Dev Ops Manager
The Role
You will be a part of a small, geographically distributed, cross-functional Scrum team that is massively scaling Grindr’s cutting edge platform infrastructure. This team is committed to delivering the highest systems uptime and operations transparency. As a DevOps Manager at Grindr, you are responsible for “baking in” high scalability and high availability into our infrastructure. You will be charged with architecting, designing, developing, and supporting the most visible Internet-scale infrastructure. Managing the infrastructure powering Grindr at massive scale requires you to master AWS cloud architectures, designing effective high availability network topologies, as well as, having a mastery of hardware and software load balancers. You will apply deep understanding of clustering techniques to SQL and NoSQL storage and design and implement effective disaster recovery strategies. You are an expert in Ops Management tools and you have a deep understanding of change control protocols and procedures. Finally you will apply your deep knowledge of monitoring tools, and NOC operations to manage 24/7 NOC team.

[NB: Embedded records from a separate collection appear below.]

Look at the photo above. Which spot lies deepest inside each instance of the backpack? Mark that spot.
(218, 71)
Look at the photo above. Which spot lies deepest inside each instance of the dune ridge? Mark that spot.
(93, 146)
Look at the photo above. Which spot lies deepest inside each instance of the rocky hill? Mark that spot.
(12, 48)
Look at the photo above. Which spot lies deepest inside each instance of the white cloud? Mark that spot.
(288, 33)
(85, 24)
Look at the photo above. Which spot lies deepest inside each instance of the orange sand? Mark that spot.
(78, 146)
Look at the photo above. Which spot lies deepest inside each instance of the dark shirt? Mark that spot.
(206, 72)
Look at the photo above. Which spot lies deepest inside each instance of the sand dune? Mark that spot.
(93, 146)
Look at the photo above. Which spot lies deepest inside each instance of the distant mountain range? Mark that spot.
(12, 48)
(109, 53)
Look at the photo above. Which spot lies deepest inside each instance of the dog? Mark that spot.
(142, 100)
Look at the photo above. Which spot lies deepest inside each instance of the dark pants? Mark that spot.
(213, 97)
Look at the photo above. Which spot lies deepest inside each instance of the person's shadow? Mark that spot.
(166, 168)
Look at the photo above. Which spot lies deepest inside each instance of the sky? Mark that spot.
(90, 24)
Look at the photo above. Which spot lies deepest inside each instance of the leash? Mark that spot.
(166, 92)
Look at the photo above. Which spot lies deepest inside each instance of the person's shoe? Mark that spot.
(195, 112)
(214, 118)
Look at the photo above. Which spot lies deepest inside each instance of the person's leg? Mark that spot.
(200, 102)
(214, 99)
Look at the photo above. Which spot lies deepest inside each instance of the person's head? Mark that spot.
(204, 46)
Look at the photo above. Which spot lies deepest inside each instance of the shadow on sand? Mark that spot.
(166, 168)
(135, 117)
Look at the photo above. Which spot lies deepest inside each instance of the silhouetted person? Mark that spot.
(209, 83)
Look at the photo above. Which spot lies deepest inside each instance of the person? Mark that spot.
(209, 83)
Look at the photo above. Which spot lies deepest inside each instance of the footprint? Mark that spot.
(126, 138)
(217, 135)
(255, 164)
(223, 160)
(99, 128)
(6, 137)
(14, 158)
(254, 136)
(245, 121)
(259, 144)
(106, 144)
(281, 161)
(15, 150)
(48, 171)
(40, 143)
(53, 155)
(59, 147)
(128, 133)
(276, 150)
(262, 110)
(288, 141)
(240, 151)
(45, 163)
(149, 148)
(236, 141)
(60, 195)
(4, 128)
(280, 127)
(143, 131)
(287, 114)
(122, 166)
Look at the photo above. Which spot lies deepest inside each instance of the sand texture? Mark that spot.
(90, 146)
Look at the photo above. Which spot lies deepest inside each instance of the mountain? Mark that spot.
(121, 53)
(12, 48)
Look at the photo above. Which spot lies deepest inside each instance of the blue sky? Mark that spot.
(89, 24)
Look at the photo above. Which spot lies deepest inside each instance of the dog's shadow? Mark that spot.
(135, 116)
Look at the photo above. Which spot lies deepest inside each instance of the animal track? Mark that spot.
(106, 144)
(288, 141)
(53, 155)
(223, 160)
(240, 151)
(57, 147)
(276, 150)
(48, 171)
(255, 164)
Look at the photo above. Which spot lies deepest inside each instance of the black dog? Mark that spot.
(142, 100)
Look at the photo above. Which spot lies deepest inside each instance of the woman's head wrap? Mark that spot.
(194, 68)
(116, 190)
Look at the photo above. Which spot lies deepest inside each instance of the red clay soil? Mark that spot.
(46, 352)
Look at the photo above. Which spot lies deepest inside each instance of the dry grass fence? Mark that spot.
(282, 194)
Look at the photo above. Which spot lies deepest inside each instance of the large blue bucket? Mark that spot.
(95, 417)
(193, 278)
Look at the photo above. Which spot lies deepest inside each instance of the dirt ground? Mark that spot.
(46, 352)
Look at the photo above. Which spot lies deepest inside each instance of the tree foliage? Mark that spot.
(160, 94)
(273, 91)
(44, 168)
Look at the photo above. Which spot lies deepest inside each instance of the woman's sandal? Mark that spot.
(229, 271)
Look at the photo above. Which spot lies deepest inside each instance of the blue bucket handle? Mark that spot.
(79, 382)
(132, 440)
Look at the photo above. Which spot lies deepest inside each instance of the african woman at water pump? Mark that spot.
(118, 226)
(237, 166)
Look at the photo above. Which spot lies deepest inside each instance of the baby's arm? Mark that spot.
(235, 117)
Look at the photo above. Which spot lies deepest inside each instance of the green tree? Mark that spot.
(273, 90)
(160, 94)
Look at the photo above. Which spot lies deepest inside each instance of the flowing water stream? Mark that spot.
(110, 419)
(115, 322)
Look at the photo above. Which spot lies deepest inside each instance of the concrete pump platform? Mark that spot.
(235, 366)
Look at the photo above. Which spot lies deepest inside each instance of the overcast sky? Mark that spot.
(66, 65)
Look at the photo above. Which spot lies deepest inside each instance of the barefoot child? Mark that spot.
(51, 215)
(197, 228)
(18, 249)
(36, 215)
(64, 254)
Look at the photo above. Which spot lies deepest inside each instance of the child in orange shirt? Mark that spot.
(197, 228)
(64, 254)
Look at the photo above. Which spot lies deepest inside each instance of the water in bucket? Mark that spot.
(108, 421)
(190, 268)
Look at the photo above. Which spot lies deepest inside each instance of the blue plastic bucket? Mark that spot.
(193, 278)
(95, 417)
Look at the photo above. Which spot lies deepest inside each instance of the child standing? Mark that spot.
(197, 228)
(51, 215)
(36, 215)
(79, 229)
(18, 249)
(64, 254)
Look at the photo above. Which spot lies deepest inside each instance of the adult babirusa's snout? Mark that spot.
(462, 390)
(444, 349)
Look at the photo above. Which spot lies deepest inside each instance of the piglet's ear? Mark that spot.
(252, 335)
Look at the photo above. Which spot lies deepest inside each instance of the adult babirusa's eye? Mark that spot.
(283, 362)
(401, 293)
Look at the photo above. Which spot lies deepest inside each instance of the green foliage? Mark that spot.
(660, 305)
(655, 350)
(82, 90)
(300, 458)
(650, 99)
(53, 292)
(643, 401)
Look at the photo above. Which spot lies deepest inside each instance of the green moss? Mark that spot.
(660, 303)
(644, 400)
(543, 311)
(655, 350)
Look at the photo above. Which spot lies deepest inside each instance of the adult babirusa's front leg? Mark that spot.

You will own the availability and scalability of everything you touch whether someone else wrote it, fixed it or modified it.
Responsibilities
- Lead geographically distributed DevOps and NOC engineering practices including definition of processes, metrics, tools selection and automation.
- Deliver key DevOps and NOC initiatives including planning and team organization and execution.
- Ensure standardized, mature change management and release management processes and automate deployment and maintenance procedures using industry-standard scripting languages.
- Implement automated infrastructure testing.
- Configure and tune an enterprise monitoring and instrumentation system(s) to efficiently detect existing issues and predict future issues based on trends.
- Orchestrate the provisioning, load balancing, dynamic configuration/re-configuration, monitoring and spend optimization of servers across cloud providers, data centers, availability zones.
- Improve the performance, security, redundancy and availability of systems.
- Maintaining database security and controlling permissions.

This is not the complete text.